A+ A-
Yorum
10

Tasarruf değil, hırsızlık!

Yayın Tarihi: 30.07.2024 - 10:00

Mayıs ayının ortasında, Resmi Gazetede yayımlanarak yürürlüğe giren “Tasarruf Tedbirleri” konulu 2024/7 sayılı Cumhurbaşkanlığı genelgesi, peşinden TBMM’de 18 Temmuz 2024 tarihinde kabul edilen “Kamuda tasarruf tedbirlerine ilişkin kanun teklifi” bazı kamu kurum ve kuruluş yöneticilerince sanırım tam anlaşılamadı.

Ya da anlaşılmak istenmedi.

Özellikle son yıllarda can çekişen, yerel gazeteler başta olmak üzere Anadolu Basınına, bu genelge ve kanunu bilerek veya bilmeyerek yanlış anlayan ve uygulayan yöneticiler yüzünden adeta ‘ötenazi’ uygulanıyor.

Çünkü daha şimdiden yerel yöneticiler ihale ilanlarını tasarruf tedbirlerine sokup yayınlatmamaya, yayınlattıkları ilanları da yönetmeliğe aykırı bir şekilde kısaltmaya, abonelikleri ve çalışmalarıyla ilgili ilanları kesmeye başladılar.

Aslında genelge açık. “Kamu kurum ve kuruluşları, görev alanlarının dışındaki gazete ve diğer yayın organlarına abone olamaz, ilan veremez” diyor.

Ancak sistemli bir şekilde yerel yöneticiler bunu algılamamakta inat ediyorlar.

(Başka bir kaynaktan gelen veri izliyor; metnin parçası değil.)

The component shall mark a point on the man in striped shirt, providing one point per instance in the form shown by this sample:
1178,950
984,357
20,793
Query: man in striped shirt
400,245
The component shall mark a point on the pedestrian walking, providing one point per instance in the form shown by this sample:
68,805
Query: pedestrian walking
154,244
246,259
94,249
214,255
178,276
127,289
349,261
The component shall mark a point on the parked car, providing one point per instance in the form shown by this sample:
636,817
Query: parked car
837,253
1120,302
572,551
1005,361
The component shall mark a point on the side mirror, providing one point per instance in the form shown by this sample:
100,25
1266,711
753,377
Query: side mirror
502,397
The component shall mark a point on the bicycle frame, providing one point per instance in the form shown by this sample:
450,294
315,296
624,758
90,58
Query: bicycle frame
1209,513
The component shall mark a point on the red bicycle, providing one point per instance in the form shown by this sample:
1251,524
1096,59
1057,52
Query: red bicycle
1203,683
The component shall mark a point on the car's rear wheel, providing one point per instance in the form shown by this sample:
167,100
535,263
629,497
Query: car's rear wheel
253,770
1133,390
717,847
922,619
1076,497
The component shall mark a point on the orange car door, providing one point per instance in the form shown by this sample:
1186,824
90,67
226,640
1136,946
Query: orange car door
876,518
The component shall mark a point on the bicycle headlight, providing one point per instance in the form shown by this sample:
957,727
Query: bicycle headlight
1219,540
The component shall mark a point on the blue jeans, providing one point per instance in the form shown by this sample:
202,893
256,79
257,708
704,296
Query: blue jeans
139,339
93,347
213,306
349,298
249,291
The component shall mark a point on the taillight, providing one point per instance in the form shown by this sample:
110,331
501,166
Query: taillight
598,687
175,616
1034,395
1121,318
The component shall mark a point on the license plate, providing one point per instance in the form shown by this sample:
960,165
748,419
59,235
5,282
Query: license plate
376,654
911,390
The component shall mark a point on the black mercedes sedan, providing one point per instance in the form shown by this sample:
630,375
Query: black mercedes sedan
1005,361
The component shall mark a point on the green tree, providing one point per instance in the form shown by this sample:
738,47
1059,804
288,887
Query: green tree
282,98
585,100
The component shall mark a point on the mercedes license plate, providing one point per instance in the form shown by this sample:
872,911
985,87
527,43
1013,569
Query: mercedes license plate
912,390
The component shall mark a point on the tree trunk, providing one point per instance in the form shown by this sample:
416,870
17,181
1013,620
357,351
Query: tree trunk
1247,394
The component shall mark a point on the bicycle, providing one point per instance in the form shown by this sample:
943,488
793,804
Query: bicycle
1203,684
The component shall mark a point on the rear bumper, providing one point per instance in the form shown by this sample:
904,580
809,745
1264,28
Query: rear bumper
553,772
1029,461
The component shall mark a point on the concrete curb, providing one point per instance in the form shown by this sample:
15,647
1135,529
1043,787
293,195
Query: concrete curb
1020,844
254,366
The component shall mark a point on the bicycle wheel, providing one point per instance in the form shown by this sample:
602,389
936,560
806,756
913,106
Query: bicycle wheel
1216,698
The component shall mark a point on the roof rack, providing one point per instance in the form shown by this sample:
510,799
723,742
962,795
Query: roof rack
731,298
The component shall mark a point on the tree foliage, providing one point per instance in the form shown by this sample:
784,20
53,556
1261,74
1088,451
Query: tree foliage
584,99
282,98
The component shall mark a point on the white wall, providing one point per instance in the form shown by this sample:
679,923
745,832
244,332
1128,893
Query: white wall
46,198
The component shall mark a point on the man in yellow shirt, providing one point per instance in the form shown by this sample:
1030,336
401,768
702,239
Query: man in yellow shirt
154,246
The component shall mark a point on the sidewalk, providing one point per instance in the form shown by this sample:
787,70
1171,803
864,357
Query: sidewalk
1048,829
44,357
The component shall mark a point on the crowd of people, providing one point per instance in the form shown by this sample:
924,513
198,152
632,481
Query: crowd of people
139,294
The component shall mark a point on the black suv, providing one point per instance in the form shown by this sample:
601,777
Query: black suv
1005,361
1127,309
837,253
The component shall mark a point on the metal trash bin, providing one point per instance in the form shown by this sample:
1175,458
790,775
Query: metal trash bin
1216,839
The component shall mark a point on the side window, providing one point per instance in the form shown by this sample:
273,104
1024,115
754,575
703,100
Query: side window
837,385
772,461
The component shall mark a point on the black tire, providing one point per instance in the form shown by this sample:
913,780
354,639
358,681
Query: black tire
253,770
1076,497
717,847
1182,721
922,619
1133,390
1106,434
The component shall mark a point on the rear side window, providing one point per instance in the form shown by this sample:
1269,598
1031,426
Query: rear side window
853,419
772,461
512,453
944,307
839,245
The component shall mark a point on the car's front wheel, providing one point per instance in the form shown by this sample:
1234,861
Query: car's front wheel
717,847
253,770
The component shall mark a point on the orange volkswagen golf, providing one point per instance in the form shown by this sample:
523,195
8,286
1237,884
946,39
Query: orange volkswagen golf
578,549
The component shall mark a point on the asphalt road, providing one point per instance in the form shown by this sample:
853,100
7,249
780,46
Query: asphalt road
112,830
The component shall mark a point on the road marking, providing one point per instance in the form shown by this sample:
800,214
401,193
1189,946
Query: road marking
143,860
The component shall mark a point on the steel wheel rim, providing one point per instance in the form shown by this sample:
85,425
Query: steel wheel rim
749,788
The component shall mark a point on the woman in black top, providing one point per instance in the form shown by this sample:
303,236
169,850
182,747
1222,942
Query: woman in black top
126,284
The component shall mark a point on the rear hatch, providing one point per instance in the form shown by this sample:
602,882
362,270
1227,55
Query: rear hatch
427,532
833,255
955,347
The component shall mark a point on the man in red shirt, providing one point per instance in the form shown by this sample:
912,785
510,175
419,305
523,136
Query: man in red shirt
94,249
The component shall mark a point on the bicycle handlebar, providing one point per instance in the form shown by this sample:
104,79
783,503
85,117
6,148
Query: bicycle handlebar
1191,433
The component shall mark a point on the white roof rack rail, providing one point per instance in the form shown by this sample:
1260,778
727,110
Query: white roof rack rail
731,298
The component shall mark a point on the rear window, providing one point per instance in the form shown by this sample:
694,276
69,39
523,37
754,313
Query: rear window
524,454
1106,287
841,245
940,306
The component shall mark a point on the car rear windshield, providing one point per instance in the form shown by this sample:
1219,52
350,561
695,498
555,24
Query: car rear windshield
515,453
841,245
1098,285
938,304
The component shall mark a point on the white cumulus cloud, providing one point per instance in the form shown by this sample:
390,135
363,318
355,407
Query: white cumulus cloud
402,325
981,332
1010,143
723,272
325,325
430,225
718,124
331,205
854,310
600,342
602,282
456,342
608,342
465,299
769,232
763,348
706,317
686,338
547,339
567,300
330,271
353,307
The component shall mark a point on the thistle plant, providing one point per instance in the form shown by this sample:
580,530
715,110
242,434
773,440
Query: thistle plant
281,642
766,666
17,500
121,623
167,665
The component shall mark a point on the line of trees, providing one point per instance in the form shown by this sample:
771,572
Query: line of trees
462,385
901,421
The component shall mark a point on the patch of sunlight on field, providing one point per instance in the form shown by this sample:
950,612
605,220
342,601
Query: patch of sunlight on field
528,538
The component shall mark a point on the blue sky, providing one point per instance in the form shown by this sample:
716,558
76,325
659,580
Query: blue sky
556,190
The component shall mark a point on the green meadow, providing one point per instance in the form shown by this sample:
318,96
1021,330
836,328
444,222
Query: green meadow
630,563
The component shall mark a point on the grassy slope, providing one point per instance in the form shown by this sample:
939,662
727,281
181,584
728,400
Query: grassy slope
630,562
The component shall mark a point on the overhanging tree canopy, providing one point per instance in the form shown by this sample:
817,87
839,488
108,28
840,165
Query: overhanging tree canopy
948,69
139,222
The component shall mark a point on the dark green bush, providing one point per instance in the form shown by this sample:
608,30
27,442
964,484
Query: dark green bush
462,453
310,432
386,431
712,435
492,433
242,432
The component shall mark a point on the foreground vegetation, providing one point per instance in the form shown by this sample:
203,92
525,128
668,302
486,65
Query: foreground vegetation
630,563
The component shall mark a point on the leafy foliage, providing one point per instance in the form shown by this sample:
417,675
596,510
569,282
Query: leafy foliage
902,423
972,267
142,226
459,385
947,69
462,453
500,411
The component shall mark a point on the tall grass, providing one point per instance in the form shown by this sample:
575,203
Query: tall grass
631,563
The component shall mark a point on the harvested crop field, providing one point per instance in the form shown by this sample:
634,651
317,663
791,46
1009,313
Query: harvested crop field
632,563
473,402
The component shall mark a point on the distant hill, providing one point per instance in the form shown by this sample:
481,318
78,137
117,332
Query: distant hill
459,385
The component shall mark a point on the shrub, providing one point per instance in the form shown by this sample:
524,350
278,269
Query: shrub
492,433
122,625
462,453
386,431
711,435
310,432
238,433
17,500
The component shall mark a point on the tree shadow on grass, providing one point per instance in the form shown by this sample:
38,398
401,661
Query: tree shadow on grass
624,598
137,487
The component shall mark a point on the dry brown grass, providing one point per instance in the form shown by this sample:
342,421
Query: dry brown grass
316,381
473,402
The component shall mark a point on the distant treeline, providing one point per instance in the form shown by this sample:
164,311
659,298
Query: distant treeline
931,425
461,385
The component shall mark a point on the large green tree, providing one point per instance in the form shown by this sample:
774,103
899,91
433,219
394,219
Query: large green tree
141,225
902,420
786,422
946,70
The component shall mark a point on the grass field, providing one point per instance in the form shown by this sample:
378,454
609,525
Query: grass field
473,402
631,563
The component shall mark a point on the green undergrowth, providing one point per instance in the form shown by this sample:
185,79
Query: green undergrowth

Ama billboardlarda reklamlar boy boy.

Şenlikler, festivaller, bol araçlı ziyaretler, ağırlamalardan tasarruf yok!

Bu basın bir gün size; “haberlerinizi de billboardlara verin!” der.

……………………….

Gelelim işin can damarına.

08 Eylül 1983 tarihli ve halen yürürlükte olan 2886 Sayılı Devlet İhale Kanunu var. Kanunun ana gerekçesi; rekabet ortamı oluşturarak kamu zararını önlemektir.

Kanunun 17. Maddesi de şöyle demektedir;

“İhale konusu olan işler aşağıdaki esas ve usullere göre isteklilere ilan yoluyla duyurulur… İhaleler, ihalenin yapılacağı yerde çıkan bir gazete ve bir internet haber sitesinde duyurulur.”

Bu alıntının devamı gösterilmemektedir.